Unfortunately, between 10-15% of pregnancies miscarry before 13 weeks and the risk goes up with increasing maternal age.
Recurrent miscarriage can be devastating with 5% of women having 2 or more miscarriages, and 1% of women have 3 or more miscarriages.
There are several possible causes of miscarriage including genetic causes, uterine abnormalities, immune system abnormalities, blood clotting disorders and hormone imbalance although sometimes a cause is not found which makes miscarriage even more difficult for a couple.
A thorough history, examination and investigations may help to determine the cause and help to improve the chances of a health pregnancy in the future.
Fortunately, many couples who experience a miscarriage will go onto achieve a healthy pregnancy spontaneously, however, some couples may need assistance with ovulation induction of IVF.

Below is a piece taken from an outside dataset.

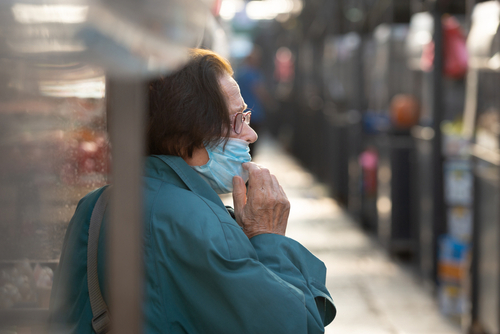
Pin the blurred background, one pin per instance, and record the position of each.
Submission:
(391, 104)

Read more about pregnancy loss from the Royal Australian and New Zealand College of Obstetricians and Gynaecologists.
A hydatidiform mole (gestational trophoblastic disease) occurs when the placenta burrows into the uterine wall – hence the name. It occurs in approximately 1/2000 pregnancies and is usually diagnosed after having a curette.
Depending on the type of mole you will need more regular follow up. Most women can fall pregnant with a healthy pregnancy after having a molar pregnancy.